Path: utzoo!attcan!uunet!lll-winken!lll-lcc!ames!ubvax!vsi1!wyse!mips!earl
From: earl@mips.COM (Earl Killian)
Newsgroups: comp.arch
Subject: Re: RISC machines and scoreboarding
Message-ID: <2547@wright.mips.COM>
Date: 6 Jul 88 03:46:35 GMT
References: <1362@oakhill.UUCP>
Lines: 44
In-reply-to: mpaton@oakhill.UUCP's message of 1 Jul 88 20:57:15 GMT

In article <1362@oakhill.UUCP> mpaton@oakhill.UUCP (Michael Paton) writes:

mp> The MIPS processors do not snoop their bus and therefore leave
mp> memory coherence to the write-through mechanism.  In
mp> multiprocessing applications, the memory bus can become saturated
mp> with a few processors on the bus (~4?).  Write-back caches cause a
mp> sufficient reduction in memory bus traffic to allow twice the
mp> number of processing ensembles to utilize the bus.

Write through to a 32b bus does indeed limit you to about 4 processors
(the max supported by the 88000).  If you want more than that, use a
64b bus (~8 processors), or use a secondary cache (which has its own
benefits) and make it write-back.  Both approaches have already been
implemented in R2000-based systems.

When you build a R3000-based MP, you don't have to limit the amount of
cache per processor (unlike, e.g., the 88000, which allows only 16KB
per processor in a 4-processor system).  If you're building an MP,
presumably you're interested in performance, so it seems strange to
cripple each processor with a small cache.

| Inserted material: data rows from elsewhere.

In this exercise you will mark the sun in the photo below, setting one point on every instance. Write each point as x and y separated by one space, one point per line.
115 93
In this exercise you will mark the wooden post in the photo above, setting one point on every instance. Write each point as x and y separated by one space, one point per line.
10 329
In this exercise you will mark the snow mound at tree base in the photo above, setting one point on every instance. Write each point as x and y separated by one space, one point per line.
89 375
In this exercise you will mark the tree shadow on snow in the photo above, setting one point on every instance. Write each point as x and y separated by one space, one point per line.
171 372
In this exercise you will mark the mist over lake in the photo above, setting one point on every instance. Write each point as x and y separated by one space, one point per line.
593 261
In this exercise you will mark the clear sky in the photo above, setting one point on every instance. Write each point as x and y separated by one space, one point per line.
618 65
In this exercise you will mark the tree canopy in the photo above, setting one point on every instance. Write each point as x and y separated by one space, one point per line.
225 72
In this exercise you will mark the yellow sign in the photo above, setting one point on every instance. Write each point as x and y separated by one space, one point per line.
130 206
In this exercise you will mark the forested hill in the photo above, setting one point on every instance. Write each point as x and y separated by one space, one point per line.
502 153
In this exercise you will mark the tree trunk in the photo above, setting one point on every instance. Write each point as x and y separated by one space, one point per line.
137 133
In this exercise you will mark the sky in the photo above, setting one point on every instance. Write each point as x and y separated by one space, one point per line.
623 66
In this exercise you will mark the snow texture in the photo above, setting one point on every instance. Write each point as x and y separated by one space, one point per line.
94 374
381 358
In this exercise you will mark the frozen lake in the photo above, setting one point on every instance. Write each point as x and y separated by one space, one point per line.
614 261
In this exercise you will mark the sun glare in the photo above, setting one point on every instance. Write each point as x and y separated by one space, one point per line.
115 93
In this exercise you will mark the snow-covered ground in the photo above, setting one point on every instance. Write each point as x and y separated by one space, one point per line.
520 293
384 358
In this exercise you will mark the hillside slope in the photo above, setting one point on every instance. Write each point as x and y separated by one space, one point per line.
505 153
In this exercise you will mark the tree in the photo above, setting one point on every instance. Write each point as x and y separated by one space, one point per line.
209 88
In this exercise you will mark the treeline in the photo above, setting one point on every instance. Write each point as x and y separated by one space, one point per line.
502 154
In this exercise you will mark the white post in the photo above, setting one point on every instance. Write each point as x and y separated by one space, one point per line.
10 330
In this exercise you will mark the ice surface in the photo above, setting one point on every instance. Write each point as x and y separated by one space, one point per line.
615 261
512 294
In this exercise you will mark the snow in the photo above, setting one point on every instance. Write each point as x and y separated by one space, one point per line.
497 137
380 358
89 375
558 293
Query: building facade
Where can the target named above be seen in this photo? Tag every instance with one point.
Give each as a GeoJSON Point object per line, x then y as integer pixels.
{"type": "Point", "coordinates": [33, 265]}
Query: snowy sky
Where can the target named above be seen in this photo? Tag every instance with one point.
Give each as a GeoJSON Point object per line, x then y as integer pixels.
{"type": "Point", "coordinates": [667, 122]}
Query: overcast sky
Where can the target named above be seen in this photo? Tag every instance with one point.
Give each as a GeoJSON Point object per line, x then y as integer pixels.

mp> ...in particular, we attempted to beat on the SRAM technology less
mp> hard.  If we are correct, this should be more scalable in the
mp> future (read ECL/GaAs) as off-chip delays approach .4 cycle.

It's hard to envision ECL output drive-times approaching 0.4 clocks;
modern ECL parts (e.g. Sony's CXB1100Q 3-NOR) can receive signals from
off-chip, do the NOR function, and drive off chip again (using 100K
levels) in 390 picoseconds. {EDN 6-23-88, p. 97}  So (0.4 * Tclock) =
390ps giving Tclock = 975 picoseconds (1.03 GHz) !!!  A more
"believable" clock period might be 4ns (a la Cray-2), in which case
the drive-off time is 0.1 clock.... a smaller fraction of the cycle
than you quote for your CMOS design.


mp> Alternatively, our design costs less to manufacture in high volume
mp> and allow less costly SRAM parts than the MIPS Co. design.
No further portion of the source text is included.